+ describe quality plots

elpaco-escience · PabRod · Aug 22, 2024 · Aug 19, 2024 · Aug 20, 2024 · Aug 20, 2024
commit c509aab6e6175492b8227bd229dcd27ef987c48c
diff --git a/vignettes/workflow.Rmd b/vignettes/workflow.Rmd
@@ -25,7 +25,7 @@ library(talkr)
 
 We will be using the IFADV corpus as example data for the workflow of `talkr`. This is a corpus consisting of 20 dyadic conversations in Dutch, published by the Nederlandse Taalunie in 2007 ([source](https://fon.hum.uva.nl/IFA-SpokenLanguageCorpora/IFADVcorpus/)). A prepared dataset can be downloaded by installing the `ifadv` package:
 
-```{r install data package}
+```{r install_data_package}
 # install.packages("devtools")
 devtools::install_github("elpaco-escience/ifadv")
 ```
@@ -42,7 +42,7 @@ The `init()` function takes these minimal fields and generates a few more based
 
 The `init()` function can be used to rename columns if necessary. For example, if the column `participant` is named `speaker`, we can rename it as follows:
 
-``` r
+```{r init_demo}
 talkr_data <- init(data,
              participant = "speaker")
 ```
@@ -55,17 +55,17 @@ A dataset can contain additional fields. For instance, the IFADV sample dataset
 
 The `report_stats` function provides a simple summary of a dataset, including the total number of utterances, the total duration of the conversation, the number of participants, and the number of sources.
 
-```{r}
+```{r report_stats}
 report_stats(data)
 ```
 
 ### Visual quality checks
 
-The `plot_quality` function provides a visual check of the quality of the data, by visualizing the distribution of turn duration, and transition timing.
+The `plot_quality` function provides a visual check of the nature of the data, by visualizing the distribution of turn durations, and transition timing.
 
 Transition timing is similar to FTO, but calculated without additional quality checks: transitions are identified when the participant changes from one turn to the next. The transition time is then calculated as the difference between the beginning of the turn of the new participant, and the end of the turn of the previous one.
 
-By default, `plot_quality()` will plot the quality of the entire dataset:
+By default, `plot_quality()` will plot the entire dataset:
 
 ```{r}
 plot_quality(data)
@@ -75,10 +75,15 @@ plot_quality(data)
 Quality plots can also be run for a specific source:
 
 ```{r}
-plot_quality(data, source = "/dutch2/DVA9M")
-
+plot_quality(data, source = "/dutch2/DVA8K")
 ```
 
+A quality plot consists of three separate visualizations, all designed to allow rapid visual inspection and spotting oddities:
+1. A density plot of turn durations. This is normally expected to look like a distribution that has a peak around 2000ms (2 seconds) and maximum lengths that do not far exceed 10000ms (10 seconds) (Liesenfeld & Dingemanse 2022). The goal of this plot is to allow eyeballing of oddities like turns of extreme durations or sets of turns with the exact same duration (unlikely in carefully segmented conversational data).

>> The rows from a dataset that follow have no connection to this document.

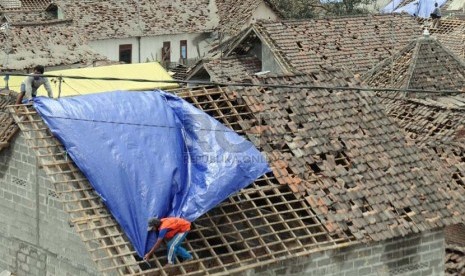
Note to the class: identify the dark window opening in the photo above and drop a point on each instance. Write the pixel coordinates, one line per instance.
(183, 50)
(166, 52)
(125, 53)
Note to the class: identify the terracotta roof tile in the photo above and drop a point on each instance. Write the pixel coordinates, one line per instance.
(234, 14)
(455, 260)
(422, 64)
(341, 152)
(7, 5)
(455, 234)
(232, 69)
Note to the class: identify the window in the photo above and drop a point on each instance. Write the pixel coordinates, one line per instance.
(125, 53)
(166, 52)
(183, 48)
(54, 12)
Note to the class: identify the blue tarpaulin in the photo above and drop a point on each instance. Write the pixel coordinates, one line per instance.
(151, 154)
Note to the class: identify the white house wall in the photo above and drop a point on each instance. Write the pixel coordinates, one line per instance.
(151, 47)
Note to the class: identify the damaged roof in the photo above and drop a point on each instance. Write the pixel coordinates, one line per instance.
(8, 127)
(46, 43)
(342, 173)
(234, 14)
(229, 69)
(422, 64)
(22, 5)
(122, 19)
(350, 43)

+2. A density plot of turn transition times. A plot like this is expected to look like a normal distribution centered around 0-200ms (Stivers et al. 2009). Deviations from this may signal problems in the dataset, for instance due to imprecise or automated annotation methods.
+3. A scatterplot of turn transition (x) by turn duration. This combines both distributions and is expected to look like a cloud of datapoints that is thickest in the middle region. Any standout patterns (for instance, turns whose duration is equal to their transition time) are indicative of problems in the segmentation or timing data.
+
+
 ## Workflow 2: Plot conversations
 
 Another key use of `talkr` is to visualize conversational patterns.